The category one Hurricane Sandy flattened most of McLean’s wooden structure only 30 minutes after she vacated the building, frightened by the storm’s howling winds as it ripped through St Thomas, one of the parishes hardest hit.
It was particularly painful for McLean, since the house withstood the might of Hurricane Gilbert, which devastated much of Jamaica as a category three storm some 24 years ago.
“This house pass through Gilbert and nutten no happen,” her daughter Iris McLean told the Observer last Thursday.
But a United Nations Population Fund (UNFPA) report says despite being among the most vulnerable groups to natural disasters and environmental change, older people like McLean are generally excluded from debates on climate change and disaster risk reduction.
“Contrary to the common perception that, because the climate is changing, older people’s knowledge is now obsolete, older people’s experience of disasters and their knowledge of coping mechanisms can be critical to the development of local disaster risk reduction and adaptation plans,” the UNFPA says in its recently released report titled Ageing in the Twenty-First Century: A Celebration and a Challenge.

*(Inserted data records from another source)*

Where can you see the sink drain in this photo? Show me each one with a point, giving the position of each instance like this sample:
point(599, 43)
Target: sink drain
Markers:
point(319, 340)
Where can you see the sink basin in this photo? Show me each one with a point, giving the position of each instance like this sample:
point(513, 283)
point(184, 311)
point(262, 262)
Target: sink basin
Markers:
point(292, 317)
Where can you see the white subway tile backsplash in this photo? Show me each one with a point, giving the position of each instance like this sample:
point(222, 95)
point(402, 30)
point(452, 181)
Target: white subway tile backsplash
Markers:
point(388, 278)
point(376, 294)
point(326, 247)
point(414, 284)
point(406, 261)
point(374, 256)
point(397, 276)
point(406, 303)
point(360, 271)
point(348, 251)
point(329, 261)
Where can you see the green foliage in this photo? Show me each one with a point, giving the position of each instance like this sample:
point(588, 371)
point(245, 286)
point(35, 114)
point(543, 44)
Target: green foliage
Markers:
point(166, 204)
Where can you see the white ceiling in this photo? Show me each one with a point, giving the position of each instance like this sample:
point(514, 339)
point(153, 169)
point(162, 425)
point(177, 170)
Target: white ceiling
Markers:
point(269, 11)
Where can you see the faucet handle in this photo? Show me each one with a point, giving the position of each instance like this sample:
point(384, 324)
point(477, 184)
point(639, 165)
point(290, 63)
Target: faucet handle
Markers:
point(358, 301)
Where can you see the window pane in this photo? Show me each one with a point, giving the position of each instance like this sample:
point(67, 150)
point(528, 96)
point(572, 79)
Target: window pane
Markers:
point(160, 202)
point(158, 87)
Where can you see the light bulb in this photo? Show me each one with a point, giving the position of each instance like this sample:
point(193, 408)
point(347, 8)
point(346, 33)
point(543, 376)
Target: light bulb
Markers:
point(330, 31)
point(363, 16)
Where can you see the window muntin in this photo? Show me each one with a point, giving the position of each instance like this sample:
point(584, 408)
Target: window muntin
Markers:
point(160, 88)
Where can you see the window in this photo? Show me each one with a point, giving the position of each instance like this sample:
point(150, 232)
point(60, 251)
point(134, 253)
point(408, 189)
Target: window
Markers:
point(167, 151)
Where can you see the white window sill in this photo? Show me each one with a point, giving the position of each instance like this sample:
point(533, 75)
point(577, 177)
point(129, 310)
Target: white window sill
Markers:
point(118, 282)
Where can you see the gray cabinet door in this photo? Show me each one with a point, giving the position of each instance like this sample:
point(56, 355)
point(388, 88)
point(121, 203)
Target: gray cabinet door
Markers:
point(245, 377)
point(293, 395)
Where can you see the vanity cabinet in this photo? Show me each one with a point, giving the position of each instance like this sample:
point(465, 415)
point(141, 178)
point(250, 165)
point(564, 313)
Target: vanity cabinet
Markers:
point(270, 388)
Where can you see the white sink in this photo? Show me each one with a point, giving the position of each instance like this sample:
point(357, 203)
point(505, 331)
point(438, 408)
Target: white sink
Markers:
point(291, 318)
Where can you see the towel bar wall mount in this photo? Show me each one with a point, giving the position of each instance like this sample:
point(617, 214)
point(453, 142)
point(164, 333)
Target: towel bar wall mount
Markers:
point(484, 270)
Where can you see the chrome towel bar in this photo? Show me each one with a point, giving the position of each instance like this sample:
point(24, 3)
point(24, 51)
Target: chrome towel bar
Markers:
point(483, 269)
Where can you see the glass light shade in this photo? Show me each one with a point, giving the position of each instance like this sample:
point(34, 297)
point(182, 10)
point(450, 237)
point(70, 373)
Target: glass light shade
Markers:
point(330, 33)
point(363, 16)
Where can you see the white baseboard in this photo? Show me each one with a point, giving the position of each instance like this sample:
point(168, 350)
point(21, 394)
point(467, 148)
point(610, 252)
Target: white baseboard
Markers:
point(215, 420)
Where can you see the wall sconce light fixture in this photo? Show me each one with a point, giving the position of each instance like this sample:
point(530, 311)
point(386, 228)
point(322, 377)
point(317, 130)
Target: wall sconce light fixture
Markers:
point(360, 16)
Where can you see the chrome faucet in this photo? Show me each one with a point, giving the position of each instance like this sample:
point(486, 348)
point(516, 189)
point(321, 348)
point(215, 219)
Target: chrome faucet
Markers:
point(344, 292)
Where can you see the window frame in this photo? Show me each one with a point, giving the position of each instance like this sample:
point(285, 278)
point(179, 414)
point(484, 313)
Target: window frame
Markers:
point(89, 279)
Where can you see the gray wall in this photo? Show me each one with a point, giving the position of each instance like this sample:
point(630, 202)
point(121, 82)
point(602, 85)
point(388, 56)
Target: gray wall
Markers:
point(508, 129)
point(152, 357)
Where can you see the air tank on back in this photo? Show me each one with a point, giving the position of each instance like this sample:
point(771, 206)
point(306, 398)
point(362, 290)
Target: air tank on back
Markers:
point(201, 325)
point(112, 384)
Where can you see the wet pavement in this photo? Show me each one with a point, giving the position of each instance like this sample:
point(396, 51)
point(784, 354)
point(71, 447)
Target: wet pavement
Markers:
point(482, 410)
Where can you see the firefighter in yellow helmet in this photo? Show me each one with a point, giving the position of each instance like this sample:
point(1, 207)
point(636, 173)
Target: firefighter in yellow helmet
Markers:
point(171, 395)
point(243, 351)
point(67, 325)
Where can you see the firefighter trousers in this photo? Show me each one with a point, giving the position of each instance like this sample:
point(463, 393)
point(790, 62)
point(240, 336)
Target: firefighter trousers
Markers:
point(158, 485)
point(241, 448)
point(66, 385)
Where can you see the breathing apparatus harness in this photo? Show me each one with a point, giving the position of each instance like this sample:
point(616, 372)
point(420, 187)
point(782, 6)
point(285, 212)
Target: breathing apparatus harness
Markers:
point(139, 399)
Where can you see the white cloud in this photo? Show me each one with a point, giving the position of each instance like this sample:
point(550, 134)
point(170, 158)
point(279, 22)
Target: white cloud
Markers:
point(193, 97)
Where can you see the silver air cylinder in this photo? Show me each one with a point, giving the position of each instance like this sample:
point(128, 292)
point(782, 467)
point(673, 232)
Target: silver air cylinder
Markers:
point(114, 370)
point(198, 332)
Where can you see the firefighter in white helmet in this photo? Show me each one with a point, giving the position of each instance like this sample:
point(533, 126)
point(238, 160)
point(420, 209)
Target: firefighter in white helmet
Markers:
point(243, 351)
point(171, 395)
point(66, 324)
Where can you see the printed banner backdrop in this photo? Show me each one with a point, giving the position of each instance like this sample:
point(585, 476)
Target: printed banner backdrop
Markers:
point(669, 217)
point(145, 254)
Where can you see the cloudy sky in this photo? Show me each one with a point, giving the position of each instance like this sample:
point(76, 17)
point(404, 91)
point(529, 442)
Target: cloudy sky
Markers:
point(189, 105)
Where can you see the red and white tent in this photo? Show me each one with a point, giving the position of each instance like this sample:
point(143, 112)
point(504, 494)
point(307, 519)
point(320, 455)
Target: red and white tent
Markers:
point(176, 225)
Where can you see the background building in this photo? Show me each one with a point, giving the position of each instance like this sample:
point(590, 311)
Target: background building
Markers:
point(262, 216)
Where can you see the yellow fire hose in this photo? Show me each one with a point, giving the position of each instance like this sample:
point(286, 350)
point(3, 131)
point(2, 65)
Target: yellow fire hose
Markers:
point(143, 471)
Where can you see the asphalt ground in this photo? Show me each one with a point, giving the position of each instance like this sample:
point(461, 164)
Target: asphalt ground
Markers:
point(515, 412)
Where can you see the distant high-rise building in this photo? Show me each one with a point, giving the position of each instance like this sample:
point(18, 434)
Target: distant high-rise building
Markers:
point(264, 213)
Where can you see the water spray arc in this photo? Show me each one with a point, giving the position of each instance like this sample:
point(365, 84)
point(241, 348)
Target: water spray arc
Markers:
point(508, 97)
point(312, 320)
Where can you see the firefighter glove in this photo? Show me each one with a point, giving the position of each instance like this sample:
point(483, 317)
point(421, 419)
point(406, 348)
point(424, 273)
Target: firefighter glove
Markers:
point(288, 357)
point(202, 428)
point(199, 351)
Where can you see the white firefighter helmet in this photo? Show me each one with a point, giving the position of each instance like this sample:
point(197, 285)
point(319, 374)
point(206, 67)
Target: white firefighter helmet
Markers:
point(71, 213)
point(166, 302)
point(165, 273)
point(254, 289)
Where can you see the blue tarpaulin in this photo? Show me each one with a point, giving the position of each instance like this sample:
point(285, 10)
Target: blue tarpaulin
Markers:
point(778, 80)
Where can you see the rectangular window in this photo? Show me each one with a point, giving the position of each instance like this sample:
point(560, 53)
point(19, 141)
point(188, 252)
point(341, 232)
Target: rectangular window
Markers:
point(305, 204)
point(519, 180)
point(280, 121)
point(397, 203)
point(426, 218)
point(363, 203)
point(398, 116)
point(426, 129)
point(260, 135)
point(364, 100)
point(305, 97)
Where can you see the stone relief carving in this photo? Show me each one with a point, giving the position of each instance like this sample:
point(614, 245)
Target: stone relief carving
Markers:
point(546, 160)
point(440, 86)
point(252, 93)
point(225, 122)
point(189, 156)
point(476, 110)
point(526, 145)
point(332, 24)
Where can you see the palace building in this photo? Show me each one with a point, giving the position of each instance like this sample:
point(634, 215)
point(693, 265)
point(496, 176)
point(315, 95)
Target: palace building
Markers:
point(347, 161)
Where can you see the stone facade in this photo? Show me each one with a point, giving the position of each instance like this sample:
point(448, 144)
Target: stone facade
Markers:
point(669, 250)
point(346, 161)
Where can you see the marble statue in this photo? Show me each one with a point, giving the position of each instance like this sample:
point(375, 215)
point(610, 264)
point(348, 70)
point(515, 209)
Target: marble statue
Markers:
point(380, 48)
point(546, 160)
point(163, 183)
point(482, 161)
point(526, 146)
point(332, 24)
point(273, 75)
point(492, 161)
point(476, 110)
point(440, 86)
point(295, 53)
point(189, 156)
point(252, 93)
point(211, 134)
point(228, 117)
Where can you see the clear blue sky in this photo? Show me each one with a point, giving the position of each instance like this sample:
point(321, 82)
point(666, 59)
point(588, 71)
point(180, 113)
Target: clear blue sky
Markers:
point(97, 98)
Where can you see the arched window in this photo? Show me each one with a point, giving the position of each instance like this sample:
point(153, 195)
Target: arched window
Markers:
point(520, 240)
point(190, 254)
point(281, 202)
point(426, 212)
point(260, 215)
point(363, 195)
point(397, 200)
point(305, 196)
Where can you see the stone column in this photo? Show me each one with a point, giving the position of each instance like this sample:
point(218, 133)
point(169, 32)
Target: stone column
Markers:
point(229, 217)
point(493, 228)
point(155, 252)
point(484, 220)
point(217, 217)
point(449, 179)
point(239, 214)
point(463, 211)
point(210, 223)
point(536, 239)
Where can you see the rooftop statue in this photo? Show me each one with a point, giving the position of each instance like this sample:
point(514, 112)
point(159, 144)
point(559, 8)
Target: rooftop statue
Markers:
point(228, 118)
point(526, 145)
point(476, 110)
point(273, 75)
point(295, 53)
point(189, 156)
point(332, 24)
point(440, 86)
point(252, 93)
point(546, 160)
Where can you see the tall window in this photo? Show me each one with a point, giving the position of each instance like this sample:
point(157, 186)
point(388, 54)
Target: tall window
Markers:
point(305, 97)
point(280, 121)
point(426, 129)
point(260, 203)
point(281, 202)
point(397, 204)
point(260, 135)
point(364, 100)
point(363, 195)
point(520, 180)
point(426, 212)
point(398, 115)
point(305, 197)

“Combining local knowledge with broader scientific knowledge is key to dealing with adaptation to climate change. It is also necessary to have a better understanding of the impact of climate change and economic migration on older farmers and on older person’s food security,” added the report, which was done in collaboration with HelpAge International.
The UN defines older people as those 60 years and over. The group currently makes up approximately 11 per cent of Jamaica’s 2.7-million population. But the figure and the challenges are expected to grow in coming years, as Jamaica — like many other countries — is seeing an ageing population, largely due to a dramatic decline in birth rates.
It is estimated that the number of older people worldwide will climb to one billion within the next 10 years and two billion by 2050. Currently, there are 810 million older people across the globe.
According to the UNFPA, ageing, climate change and the increasing risk of natural disasters are among the “biggest issues facing humanity this century.
“The situation will only grow more precarious with climate change, population ageing, migration, continued environmental degradation, and unsustainable resource use,” the report states. “Most of the world’s older people are in developing countries where vulnerability to changes in climate and natural disasters is at its highest”.
“Older people also face lifethreatening health risks during increasingly common heat waves, and are at greater risk of malaria and waterborne diseases.”
Their vulnerability, the UNFPA noted, has been linked to age-related issues “such as chronic diseases, reduced mobility and strength, and impaired sight and hearing”.
“High levels of migration leave them even more vulnerable, as they are often left behind to care for grandchildren in environmentally risky conditions,” it said.
In underscoring the need for their inclusion in disaster planning, the report noted that people 60 years and over have much greater attachment to places and therefore a deeper understanding of the need to manage their environment.
“They are more likely to recognise the longer-term relationship between people and their livelihoods, wellbeing and the environment,” the UNFPA said.